La movilización de las masas, que responde a los bloqueos de las principales vías y a los sistemas de transporte masivo como el Transmilenio, afectando a miles de personas trabajadoras, posiblemente busca enardecerlas para que haya un “estallido social” de consecuencias impredecibles. El presidente de Fedetranscarga ha denunciado que durante los últimos cuatro años se han producido 2.800 bloqueos a las vías, generando unas pérdidas que llegan a los 12,4 billones de pesos, afectando la economía, a los transportadores y al consumidor final, pues el precio de la canasta familiar se le ha disparado.

La fase denominada “movilización tentativa” es, en términos generales, un ensayo o un entrenamiento para los saboteadores, que buscan evaluar la respuesta de las autoridades y el grado de aceptación o rechazo de la ciudadanía. Ahora están tratando de alebrestar a los damnificados del terremoto, quienes sufren no solo el dolor de la pérdida de familiares, sino la destrucción de sus bienes, pues los incitan a mostrar descontento por las condiciones de vida que deben llevar mientras les llega la ayuda del Gobierno, el apoyo de países amigos y las donaciones de los colombianos, que han sido muy solidarios.

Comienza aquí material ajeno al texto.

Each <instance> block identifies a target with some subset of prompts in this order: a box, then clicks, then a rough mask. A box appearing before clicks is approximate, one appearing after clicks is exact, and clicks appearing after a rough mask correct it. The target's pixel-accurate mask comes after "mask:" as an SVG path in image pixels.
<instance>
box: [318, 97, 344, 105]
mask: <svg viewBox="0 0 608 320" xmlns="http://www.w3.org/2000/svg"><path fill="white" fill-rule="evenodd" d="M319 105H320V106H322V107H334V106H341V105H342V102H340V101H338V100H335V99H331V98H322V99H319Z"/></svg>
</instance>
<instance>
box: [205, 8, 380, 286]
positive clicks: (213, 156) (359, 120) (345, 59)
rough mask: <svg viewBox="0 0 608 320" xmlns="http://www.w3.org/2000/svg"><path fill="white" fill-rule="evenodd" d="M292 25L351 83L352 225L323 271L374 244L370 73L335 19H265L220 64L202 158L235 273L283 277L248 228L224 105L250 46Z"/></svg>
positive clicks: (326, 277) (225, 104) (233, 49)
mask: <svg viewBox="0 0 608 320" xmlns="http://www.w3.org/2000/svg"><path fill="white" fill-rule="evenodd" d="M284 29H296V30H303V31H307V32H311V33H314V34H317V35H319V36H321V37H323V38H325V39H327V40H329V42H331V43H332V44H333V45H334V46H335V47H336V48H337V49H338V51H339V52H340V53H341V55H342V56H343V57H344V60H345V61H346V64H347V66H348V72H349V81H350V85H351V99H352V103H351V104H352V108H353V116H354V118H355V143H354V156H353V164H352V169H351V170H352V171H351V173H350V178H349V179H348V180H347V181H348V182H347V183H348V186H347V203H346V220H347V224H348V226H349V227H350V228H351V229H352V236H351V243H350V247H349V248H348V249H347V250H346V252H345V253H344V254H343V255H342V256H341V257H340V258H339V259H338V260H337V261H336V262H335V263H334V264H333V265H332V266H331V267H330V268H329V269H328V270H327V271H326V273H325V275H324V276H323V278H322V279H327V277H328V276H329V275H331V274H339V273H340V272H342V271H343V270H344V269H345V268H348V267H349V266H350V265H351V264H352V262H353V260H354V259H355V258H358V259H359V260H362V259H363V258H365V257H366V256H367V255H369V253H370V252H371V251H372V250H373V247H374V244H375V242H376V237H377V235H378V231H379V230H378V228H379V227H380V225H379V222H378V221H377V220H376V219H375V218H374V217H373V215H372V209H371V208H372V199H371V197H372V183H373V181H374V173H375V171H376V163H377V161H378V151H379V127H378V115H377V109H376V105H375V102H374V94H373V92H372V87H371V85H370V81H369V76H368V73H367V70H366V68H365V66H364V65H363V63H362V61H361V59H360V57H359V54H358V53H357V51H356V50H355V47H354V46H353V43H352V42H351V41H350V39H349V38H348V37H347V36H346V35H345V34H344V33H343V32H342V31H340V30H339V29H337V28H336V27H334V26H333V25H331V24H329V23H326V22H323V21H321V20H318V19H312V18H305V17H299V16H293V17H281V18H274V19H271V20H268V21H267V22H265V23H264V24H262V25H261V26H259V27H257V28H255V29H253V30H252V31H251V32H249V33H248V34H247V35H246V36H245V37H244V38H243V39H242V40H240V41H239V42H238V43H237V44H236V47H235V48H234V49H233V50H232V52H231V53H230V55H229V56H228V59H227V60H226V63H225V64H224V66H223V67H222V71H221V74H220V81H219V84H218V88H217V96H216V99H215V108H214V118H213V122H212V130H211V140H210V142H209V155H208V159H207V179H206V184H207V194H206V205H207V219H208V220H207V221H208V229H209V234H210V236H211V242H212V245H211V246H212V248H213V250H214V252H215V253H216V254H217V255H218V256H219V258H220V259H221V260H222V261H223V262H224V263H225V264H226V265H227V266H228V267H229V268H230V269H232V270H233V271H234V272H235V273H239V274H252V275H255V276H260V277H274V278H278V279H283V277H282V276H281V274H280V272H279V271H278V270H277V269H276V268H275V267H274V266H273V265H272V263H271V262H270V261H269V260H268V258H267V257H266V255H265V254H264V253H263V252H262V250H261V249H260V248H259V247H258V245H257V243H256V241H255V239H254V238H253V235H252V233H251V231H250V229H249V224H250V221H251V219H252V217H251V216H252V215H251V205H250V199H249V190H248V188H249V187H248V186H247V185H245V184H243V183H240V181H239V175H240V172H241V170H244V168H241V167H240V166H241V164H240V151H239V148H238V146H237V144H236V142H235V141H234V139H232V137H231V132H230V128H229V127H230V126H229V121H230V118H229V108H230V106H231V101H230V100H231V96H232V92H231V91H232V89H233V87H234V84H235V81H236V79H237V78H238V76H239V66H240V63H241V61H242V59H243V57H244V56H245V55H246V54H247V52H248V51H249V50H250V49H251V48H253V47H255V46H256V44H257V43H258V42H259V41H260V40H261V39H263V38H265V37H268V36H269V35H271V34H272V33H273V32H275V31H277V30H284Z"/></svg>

El país se encuentra amenazado por los zurdos radicales, como es el caso de la secretaria política de la Juco, quien en lenguaje vulgar manifestó que su principal tarea era la de “hacer invivible el país” para el presidente De La Espriella, motivando a sus camaradas a alistarse para adelantar intensas jornadas de movilizaciones en todo el territorio en contra del Gobierno. Ante estas manifestaciones que incitan a la violencia, el Gobierno de Estados Unidos le acaba de revocar la visa y posiblemente debe haber denuncias por la misma causa en tribunales colombianos.

Se acercan las elecciones de 2027, donde serán elegidos alcaldes y gobernadores, lo cual reviste gran importancia para la izquierda que aspira a recuperar el poder en 2030, pues si logra colocar en la cabeza de los municipios y de los departamentos a sus seguidores, habrá dado un gran paso para la concientización de masas, para la compra de conciencias y para la intimidación de los electores, cuyos votos requiere para la próxima elección presidencial.

La izquierda ya está en campaña política tratando de generar un ambiente adverso hacia el actual Gobierno, buscando adeptos para que se imponga su ideología política nociva. El hecho de que hoy esté gobernando el presidente De La Espriella, tratando de recuperar el destrozado país que dejó la izquierda, no implica que se deba bajar la guardia ante los embates traicioneros de una izquierda recalcitrante. Si al Gobierno le va bien, a los colombianos también.